In 1959, Memphis Downtown Airport was put into service about where Mud Island Park is today to service the general aviation community. It had the slogan: "You're strictly uptown when you land downtown." A ferry boat took travelers from the Island to the cobblestones, and then it was just a short walk to the offices of Memphis' city center. Private pilots who worked downtown and business travelers had the perfect arrangement. By 1961, 30 planes were landing per day, according to newspaper reports.

By the mid-1960s, Interstate 40 was scheduled to cross the Island. Airport owners fought the I-40 Bridge, but in August, 1970, the last plane departed the island airport. Quickly the airport authority purchased available land just to the north of the island so downtown commuters could once again have their landing strip back. The following May, Memphis Downtown Airport was replaced by General DeWitt Spain Airport, honoring local war hero General DeWitt Spain who died in 1969. It has been and still is an active general aviation airport.

On April 11, 2016, General Dewitt Spain Airport suffered its first accident of an Unmanned Aerial Vehicle after a Phantom Quadcopter impacted the side of a hangar. No fatalities were reported. The Quadcopter was unregistered and unable to be traced to the operator.

== Facilities and aircraft ==
Runway 17/35 is a 3,800 × 75 ft (1,158 × 23 m) asphalt runway. Its weight limitation for a single wheel is 25,000 lbs. The pattern for runway 17 is a right-hand pattern due to some 649-foot (AMSL) towers to the northeast of the field.

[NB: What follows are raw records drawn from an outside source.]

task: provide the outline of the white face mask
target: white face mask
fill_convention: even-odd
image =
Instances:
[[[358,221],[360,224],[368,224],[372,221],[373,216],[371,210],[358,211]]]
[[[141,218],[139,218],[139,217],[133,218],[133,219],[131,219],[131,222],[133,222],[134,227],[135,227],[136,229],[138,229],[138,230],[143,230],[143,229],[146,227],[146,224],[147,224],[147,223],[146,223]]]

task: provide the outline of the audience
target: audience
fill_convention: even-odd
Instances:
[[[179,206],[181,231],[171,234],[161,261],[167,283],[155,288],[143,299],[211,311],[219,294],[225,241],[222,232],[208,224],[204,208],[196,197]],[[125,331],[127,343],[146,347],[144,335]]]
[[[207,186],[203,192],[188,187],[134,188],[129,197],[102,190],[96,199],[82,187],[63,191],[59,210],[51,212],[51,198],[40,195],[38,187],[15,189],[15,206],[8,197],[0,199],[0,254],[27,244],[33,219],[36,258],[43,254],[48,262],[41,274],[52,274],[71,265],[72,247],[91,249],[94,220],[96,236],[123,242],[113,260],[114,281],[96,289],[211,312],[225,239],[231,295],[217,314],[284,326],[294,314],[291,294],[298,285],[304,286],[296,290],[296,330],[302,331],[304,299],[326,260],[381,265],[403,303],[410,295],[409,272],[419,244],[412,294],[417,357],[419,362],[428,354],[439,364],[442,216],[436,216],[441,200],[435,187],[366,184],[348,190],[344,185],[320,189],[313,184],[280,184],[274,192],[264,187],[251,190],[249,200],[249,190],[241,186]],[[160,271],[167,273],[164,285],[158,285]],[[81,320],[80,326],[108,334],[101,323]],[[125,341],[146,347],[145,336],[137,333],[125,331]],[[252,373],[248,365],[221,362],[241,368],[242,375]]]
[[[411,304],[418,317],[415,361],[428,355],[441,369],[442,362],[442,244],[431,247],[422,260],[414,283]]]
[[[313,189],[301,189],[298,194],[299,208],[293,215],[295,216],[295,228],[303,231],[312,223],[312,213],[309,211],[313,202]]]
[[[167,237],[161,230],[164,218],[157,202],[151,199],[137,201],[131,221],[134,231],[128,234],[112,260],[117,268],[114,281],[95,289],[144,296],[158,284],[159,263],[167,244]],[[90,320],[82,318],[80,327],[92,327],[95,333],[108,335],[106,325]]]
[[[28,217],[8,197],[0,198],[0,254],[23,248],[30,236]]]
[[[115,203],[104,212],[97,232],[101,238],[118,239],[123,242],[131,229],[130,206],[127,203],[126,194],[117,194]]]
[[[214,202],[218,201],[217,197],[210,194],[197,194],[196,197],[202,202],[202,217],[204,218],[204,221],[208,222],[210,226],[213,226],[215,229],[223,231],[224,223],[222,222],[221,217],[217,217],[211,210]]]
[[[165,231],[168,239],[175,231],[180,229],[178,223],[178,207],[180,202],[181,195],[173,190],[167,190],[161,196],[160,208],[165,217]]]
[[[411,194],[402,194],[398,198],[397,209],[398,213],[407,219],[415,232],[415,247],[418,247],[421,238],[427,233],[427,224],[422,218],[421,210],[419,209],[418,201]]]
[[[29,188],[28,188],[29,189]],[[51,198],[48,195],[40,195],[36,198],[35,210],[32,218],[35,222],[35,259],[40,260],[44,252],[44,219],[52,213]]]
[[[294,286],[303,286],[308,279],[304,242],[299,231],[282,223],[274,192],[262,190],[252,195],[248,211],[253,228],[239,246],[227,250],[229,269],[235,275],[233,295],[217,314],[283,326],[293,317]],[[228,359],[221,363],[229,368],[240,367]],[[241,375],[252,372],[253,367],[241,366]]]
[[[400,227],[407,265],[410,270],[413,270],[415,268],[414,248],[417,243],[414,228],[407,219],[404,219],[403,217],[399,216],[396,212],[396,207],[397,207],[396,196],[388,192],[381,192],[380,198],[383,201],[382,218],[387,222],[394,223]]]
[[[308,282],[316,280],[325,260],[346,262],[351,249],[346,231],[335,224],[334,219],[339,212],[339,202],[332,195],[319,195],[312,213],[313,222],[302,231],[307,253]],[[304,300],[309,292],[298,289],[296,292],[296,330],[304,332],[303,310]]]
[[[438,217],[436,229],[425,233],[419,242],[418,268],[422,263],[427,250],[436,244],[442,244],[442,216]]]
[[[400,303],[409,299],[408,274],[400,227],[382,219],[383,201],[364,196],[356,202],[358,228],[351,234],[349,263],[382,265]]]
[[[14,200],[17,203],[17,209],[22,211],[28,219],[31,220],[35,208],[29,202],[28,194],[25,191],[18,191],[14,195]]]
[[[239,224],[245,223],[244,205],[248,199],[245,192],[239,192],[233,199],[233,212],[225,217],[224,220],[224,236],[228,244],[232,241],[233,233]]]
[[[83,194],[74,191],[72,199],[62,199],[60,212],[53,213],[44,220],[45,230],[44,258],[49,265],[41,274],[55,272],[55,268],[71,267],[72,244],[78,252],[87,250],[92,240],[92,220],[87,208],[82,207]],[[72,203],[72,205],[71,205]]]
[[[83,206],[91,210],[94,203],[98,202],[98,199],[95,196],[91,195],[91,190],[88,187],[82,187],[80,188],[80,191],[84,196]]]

The Memphis-Shelby County Airport Authority operates the FBO and it is run by Airport Manager Jason McBride.

General DeWitt Spain Airport is home to Helicopters Inc, a Part 91 helicopter service. Helicopters Inc does aerial imaging, tours, pipeline and power line inspections, and video around the Mid-South. They operate one Enstrom F28A helicopter.

General DeWitt Spain Airport does not have a control tower, but pilots operating out of the airport can receive radar service from Memphis International Airport.